You have probably heard the buzz words around Agile Auditing, including “sprints” and “daily scrums.” You have probably attended one or more free 1-hour webinars that provided you with some teasers about Agile Auditing but not enough to act. You might have even attended a conference session that explained many of the terms and concepts but not enough to know how to practically apply the concepts. At the end of the day, you may still be asking: What exactly is Agile Auditing?How does one practically implement it? Why should auditors adopt it? 

Let’s start with what Agile is: It is simply a project management methodology used in software development but could be applied to any project in any discipline. Agile software development is an umbrella term for a set of framework and practices based on the values and principles expressed in the Agile Manifesto. There are four Agile Manifesto values (according to the official Agile Alliance website https://www.agilealliance.org/: 

  1. Individuals and interactions over processes and tools 

  2. Working software over comprehensive documentation 

  3. Customer collaboration over contract negotiation 

  4. Responding to change over following a plan 

There are also 12 Agile Principles based on the Agile Manifesto values that are the guiding practices to support teams in implementing and executing with agility. The twelve Agile Principles can be paraphrased and summarized as follows: 

  1. Highest priority is to satisfy the customer through early and continuous delivery of value 

  2. Changing requirements are welcome 

  3. Deliver frequently  

  4. Businesspeople and developers must work together throughout the project 

  5. People should be given the environment and support they need to get the job done 

  6. The most efficient and effective methods should be used to convey information 

  7. Working software is the primary measure of progress 

  8. Agile processes promote sustainable development 

  9. Continuous attention to excellence and good design enhances agility 

  10. Simplicity is essential 

  11. The best results emerge from self-organizing teams 

  12. Teams should reflect on how to become effective and adjust accordingly 

Now that we understand what Agile is, we can begin to know how to apply these principles to the internal audit discipline. To cross-pollinate the Agile world with the internal audit world, let’s look at the official definition of Internal Audit according to the Institute of Internal Auditors: 

 Internal auditing is an independent, objective assurance and consulting activity designed to add value and improve an organization’s operations. It helps an organization accomplish its objectives by bringing a systematic, disciplined approach to evaluate and improve the effectiveness of risk management, control, and governance processes. 

Satisfy the customer through early and continuous delivery of value (Principle #1) 

If Internal Audit’s objective is to “improve an organization’s operations,” then our customers would be the key stakeholders who own all the processes that comprise of the organization’s operations. Internal audit reports to the audit committee but our work should be to identify control gaps and weaknesses as well as offer recommendations that will improve the company processes which satisfies both the board and the business owner’s objectives. Auditors should understand the business and focus on addressing the business risks. Risk-based auditing concepts should be applied throughout each phase of the audit by: 

  • Developing the audit plan based on the highest enterprise risks to the organization. 
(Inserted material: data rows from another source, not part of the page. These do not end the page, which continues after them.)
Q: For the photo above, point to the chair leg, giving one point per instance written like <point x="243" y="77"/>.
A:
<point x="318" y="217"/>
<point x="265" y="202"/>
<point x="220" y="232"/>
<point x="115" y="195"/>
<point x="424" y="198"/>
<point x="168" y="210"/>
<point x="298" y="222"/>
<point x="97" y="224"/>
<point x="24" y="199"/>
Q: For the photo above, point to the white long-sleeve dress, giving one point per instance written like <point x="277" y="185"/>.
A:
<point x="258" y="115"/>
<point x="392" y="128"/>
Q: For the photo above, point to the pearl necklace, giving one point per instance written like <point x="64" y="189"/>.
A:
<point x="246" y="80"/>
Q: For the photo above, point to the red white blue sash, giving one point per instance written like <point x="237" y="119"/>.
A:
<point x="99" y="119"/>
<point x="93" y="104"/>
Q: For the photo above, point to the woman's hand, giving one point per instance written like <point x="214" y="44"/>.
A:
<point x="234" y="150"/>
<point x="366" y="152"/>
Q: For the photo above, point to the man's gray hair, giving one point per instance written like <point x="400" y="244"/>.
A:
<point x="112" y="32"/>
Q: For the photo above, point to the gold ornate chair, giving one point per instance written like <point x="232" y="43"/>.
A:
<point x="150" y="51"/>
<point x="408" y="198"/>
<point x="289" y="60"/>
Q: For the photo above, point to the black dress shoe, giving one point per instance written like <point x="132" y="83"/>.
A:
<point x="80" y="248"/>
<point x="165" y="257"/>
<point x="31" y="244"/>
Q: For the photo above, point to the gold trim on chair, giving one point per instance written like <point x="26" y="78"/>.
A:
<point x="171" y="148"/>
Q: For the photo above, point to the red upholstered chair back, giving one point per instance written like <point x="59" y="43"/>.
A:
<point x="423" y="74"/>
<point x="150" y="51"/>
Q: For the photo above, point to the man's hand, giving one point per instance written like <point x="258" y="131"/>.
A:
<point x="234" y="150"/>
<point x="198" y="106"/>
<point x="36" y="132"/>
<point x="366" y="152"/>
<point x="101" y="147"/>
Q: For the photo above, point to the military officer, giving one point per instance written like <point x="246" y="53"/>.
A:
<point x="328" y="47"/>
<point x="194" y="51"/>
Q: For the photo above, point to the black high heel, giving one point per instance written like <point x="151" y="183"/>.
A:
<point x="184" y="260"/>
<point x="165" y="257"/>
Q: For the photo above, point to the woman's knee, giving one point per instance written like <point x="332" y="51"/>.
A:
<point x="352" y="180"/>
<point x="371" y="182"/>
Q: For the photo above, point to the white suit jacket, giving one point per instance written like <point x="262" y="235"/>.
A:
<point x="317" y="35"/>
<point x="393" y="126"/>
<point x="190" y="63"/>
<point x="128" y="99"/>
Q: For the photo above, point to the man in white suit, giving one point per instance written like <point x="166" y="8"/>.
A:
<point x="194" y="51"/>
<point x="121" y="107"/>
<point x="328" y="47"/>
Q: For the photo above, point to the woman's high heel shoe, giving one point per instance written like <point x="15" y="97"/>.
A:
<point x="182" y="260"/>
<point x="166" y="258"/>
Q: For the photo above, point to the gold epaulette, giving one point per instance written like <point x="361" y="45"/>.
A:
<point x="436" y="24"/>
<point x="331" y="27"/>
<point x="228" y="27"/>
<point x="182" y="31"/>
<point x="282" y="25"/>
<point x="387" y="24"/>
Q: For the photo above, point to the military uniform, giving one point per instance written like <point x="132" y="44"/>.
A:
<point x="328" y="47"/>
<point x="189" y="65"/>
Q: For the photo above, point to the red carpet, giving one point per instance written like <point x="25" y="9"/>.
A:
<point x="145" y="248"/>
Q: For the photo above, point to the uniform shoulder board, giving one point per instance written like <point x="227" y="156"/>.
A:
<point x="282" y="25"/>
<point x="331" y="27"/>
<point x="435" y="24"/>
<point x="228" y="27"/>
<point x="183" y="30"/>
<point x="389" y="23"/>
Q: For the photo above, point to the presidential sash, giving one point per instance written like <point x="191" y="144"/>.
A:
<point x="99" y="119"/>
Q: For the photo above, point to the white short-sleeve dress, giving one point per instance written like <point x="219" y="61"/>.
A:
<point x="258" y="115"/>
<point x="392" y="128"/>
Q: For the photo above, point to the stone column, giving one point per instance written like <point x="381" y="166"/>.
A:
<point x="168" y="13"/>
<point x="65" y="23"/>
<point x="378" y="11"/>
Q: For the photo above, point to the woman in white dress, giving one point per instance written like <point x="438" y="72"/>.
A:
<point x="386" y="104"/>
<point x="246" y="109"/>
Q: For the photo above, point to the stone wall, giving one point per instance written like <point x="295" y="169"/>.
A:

  • Scoping the audits to include only the processes that are most impactful to mitigating those risks 

  • Conducting a process level risk assessment to identify the controls that, if proven to be ineffective, would have the most impact and be most critical in mitigating the risk 

  • Testing only those controls within those processes that are most critical. For example, if talent management is a top enterprise level risk, auditors should not be testing all controls related to the human resources function but only testing the controls with the processes related to addressing talent management (e.g., recruiting, onboarding, training & development, etc.), and only the most critical controls related to those processes. 

Changing requirements are welcome (Principle #2) 

In the software development world, this simply means the development team should continuously adapt to the changing needs or user requirements of the users of the software. To translate this to the audit world, an audit plan that was developed 9-12 months ago may not reflect the priorities or be able to address the changing risk profile of the organization. Therefore, on a macro level, the audit plan should be evaluated on a quarterly basis to determine whether any changes need to be made. This is critical to remaining relevant to the business owner and the organization’s needs. Similarly, on a micro level, the audit team should feel comfortable adapting the audit approach and testing methodology as more information is learned throughout the audit.  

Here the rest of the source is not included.